Per evitare il fallimento a settembre 2017 la Giunta decideva di chiedere al tribunale fallimentare l’accesso alla procedura di concordato preventivo in continuità, poi accordato definitivamente nel luglio 2018. A fine 2017 la perdita di esercizio si riduceva a 120,2 milioni, i dipendenti a 11.411 con un costo del lavoro pari a 537,4 milioni e ricavi da bigliettazione e abbonamenti stabili a quota 264,8 milioni. Gli investimenti però calavano ancora a 23,6 milioni. Ma era soprattutto il servizio a mostrare la corda, sceso a 144 milioni vetture chilometro.
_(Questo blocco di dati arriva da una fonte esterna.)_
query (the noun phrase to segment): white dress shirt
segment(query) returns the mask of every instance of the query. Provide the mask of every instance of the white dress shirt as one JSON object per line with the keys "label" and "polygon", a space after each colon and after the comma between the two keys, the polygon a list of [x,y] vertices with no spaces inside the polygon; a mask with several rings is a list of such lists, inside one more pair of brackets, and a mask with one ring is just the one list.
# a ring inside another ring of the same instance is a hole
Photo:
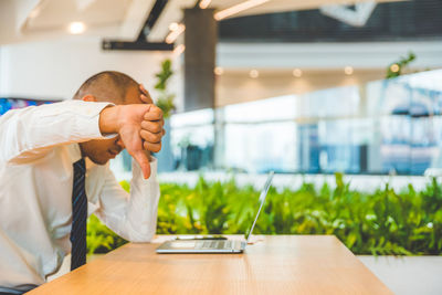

Gli autobus si riducevano a 1.911, i veicoli metro a 96, quelli delle ferrovie regionali a 62.
È proprio il parco mezzi, vetusto e piagato da guasti continui (10 i bus andati a fuoco da inizio anno, 20 quelli nel 2018, 22 nel 2017; tre le stazioni della metro A chiuse nel 2019 per problemi alle scale mobili), il tallone d’Achille dell’intero sistema. Per il 2018 sono disponibili soltanto i dati della semestrale, salutata con enfasi da Raggi e dall’assessora alla Mobilità Linda Meleo perché per la prima volta nella sua storia si è chiusa con un risultato netto positivo: +5,2 milioni. I ricavi sono aumentati, ma la produzione ha continuato a diminuire raggiungendo in media l’87% del programmato. Colpa soprattutto del trasporto di superficie, bus e tram. Quello che mette a dura prova la continuità e il rispetto del contratto di servizio, ma soprattutto del piano di concordato, che prevede invece un aumento della produzione chilometrica fino al 2021, facendo balenare il rischio di penali milionarie.
Lo sforzo per comprare nuovi mezzi finora non è risultato efficace. Sono 227 gli autobus acquistati sulla piattaforma Consip e costruiti in Turchia ma non ancora arrivati, 38 quelli noleggiati dalla ditta Cialone (su un pacchetto di 108 complessivi), 60 i minibus elettrici riattivati. Un bando per comprare altri 240 bus ibridi da far circolare dalla metà del 2020 è stato pubblicato a marzo: scadeva a maggio ma per evitare che andasse deserto è stato prorogato a giugno. Erano stati noleggiati anche 70 bus usati da Israele e datati 2008, ma poi si è scoperto che sono euro 5 dunque fuorilegge per l’Ue e ora l’azienda sta valutando il da farsi. Pasticci su pasticci. Meleo ha rivendicato di aver indetto 108 gare di cui 62 già concluse, le più consistenti delle quali per la manutenzione di circa 700 bus. Eppure è appena scoppiato il caso climatizzazioni: circa 200 guasti all’aria condizionata al giorno (il 15% del totale delle vetture), che fanno perdere altre corse.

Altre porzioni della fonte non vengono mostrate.